I had less than 2 days to explore Tokyo, and I made up my mind to attend a batto (Japanese Swordsmanship) trial class with HiSUi Tokyo, a multi-art school within the shopping district of Ginza.
A month before the class, I made a reservation via e-mail and agreed to pay the hefty sum of 14,040 JPY (10,800 JPY for the class + 3,240 JPY for the Hakama) upon arrival.
I felt nervous and excited at the same time. It was going to be another first for me, but I wasn’t sure if the cost would make me say “it’s worth it” at the end of the 30-minute session.
Now that I’m back home, can I finally say it’s worth it? Let’s just say I’m glad I took the class, and I don’t regret shelling out that amount of money.

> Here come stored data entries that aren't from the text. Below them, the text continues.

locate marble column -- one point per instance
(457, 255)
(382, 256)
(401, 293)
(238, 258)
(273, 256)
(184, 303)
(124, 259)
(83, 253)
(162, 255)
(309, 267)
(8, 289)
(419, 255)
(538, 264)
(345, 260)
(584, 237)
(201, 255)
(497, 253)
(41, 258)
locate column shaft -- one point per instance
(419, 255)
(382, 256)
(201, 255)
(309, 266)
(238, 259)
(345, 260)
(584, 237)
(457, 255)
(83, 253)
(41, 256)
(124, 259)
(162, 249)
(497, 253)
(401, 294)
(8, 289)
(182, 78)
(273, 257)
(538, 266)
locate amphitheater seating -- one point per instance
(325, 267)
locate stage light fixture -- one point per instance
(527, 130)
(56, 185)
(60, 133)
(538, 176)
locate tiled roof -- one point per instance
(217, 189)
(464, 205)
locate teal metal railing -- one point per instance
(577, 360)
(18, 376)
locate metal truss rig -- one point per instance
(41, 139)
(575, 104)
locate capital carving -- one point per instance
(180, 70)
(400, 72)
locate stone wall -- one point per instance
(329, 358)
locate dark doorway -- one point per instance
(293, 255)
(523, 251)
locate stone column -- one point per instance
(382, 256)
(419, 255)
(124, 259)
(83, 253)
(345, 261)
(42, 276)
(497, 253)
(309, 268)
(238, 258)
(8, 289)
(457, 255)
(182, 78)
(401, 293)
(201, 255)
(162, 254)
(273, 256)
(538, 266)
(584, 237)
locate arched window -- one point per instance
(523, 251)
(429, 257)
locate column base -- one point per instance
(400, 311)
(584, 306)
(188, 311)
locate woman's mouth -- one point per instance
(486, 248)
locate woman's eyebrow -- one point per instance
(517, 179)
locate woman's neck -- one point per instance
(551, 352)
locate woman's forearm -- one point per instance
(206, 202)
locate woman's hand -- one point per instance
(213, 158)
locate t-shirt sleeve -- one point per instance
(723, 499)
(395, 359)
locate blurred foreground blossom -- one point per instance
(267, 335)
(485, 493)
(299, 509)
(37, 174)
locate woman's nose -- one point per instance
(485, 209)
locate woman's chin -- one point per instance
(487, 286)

HiSUi Tokyo is located on the 5th Floor of the same building where the clothing store DAKS can be found, opposite Mizuho Bank’s Ginza Branch.
It’s a 10- to 15-minute walk from Tokyo Station. If you’re taking the subway, get off at Ginza Station. From there, HiSUi is only 5 minutes away on foot.
Arrival at HiSUi Tokyo
At exactly 2:00 in the afternoon, I arrived at the school. “Thanks for coming,” the guy at the reception said.
I was given two forms to fill out and sign, one was for basic information and another was a waiver. When I was done, my payment was collected.
Immediately after, I was led to the batto classroom. That day, I was the only student.
A lady – the same one at the reception – came and gave me a basket. She asked me to put my watch, sling bag, phone, and long sleeves in it. I obeyed like it was my first day in school.
For 5 minutes, she dressed me up in a Hakama, identifying each of the parts while I stood there watching the seemingly complicated process. I tried to memorize all the Japanese terms she said, but after only a few seconds, they slipped my memory.
When the dressing-up part was over, I was introduced to my teacher, a kind-looking man who I’m guessing is in his 60’s. He was followed by the same guy at the reception who would act as the interpreter.
There were three main parts of the class.
First, I was taught some basic moves and positions. The first one was how to properly position my legs to add power to my cuts. I was also taught the correct way to hold a katana sword, how to draw the sword from the sheath, and how to put it back. My teacher introduced Japanese terms for these moves, but once again, they slipped my memory.
During this time, we practiced using a “fake” katana.
Next, my teacher demonstrated how to effectively cut a rolled tatami mat using a real katana. Of course, he didn’t end the lesson without me doing it myself.
Before I made a perfect cut, I made two failed attempts. What went wrong? As explained to me, I didn’t keep the sword straight when I swang it at the mat.
For the last part, my teacher showed me the proper way of cleaning (and maintaining) a katana to make sure it lasts for centuries.
When it was over, we performed the “saikeirei” bow (sitting position) to officially end the class.
Before I left the school, I had a small chat with my teacher. I was glad to hear that he had been to Manila once, a long time ago when Marcos was still our President.